Как ни противны мне были куры со свиньями, я предпочитал их компанию людям. Там я не знал, кого ненавижу сильнее, и каждый день менял их местами. Мамашу Сью и Эзопа я презирал, а о мастере даже думать не мог без гнева и возмущения. Это он, негодяй, заманил меня, из-за него я влип — конечно же, он у меня был главный за все ответчик. Больше всего меня изводили его оскорбительные, полные сарказма замечания и словечки, которые непрерывно летели в мой адрес, а также манера шпынять меня и гонять, с поводом и без повода, единственно из желания еще раз доказать, какая я дрянь. В обращении с теми двумя он был просто эталон вежливости, но хоть бы раз пропустил возможность уколоть меня. Как началось в первый день, так потом и поехало. Я довольно быстро пришел к выводу, что мастер Иегуда ничем не лучше, чем «дядюшка» Склиз, и пусть он мне не давал колотушек, как тот, но слова тоже имеют силу и тоже больно били по голове.
— Ну, мерзавец, — сказал он мне в то первое утро, — будь любезен, поведай, какие основы каких наук успели в тебя заложить?

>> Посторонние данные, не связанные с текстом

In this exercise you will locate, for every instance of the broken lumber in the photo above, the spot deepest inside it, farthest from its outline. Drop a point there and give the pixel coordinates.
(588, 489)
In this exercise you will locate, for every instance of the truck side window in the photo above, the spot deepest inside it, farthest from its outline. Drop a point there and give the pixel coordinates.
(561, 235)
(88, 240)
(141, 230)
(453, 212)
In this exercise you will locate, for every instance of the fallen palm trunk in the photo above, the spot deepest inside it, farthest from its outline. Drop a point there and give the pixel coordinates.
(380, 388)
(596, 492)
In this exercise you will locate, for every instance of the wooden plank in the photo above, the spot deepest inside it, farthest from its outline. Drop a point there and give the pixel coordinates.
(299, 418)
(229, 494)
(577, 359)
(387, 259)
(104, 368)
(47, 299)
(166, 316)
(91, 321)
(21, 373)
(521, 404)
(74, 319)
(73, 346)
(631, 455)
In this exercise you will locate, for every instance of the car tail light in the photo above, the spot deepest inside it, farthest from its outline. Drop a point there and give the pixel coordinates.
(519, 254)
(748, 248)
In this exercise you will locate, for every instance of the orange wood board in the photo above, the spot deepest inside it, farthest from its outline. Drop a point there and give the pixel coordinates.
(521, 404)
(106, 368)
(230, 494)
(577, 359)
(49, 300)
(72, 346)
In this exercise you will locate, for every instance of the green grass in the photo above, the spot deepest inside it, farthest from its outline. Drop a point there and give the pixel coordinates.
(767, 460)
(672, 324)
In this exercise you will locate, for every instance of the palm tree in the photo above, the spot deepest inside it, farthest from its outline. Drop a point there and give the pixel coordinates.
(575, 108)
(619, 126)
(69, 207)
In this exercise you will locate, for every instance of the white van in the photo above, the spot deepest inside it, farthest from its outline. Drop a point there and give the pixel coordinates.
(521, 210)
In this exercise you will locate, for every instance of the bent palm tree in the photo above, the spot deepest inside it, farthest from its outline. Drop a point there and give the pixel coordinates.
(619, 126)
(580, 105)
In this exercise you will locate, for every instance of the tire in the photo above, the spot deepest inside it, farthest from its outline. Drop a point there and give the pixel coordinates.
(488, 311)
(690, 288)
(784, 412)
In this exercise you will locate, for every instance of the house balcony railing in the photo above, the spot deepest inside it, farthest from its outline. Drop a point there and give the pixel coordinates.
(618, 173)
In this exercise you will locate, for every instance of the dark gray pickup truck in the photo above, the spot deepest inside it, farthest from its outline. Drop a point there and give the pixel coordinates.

— Основы? — сказал я и немедленно, как и положено уличному мальчишке, постарался дать быстрый и точный ответ. — У меня только одна основа — та, на которой сижу. Как у всех нормальных людей.
— Я спрашиваю тебя про школу, осел. Входил ли ты хоть единожды в класс, и если входил, то чему там успел научиться?
— Не ходил я ни в какую школу, больно нужно! Я что, не знаю, как время провести, что ли?
— Отлично. Слова мудреца, да и только. А как у нас обстоят дела с алфавитом? Буквы ты знаешь или нет?
— Кой-какие знаю. Те, которые практически полезные. А остальные мне без надобности. От них только голова болит — с какой бы стати мучиться?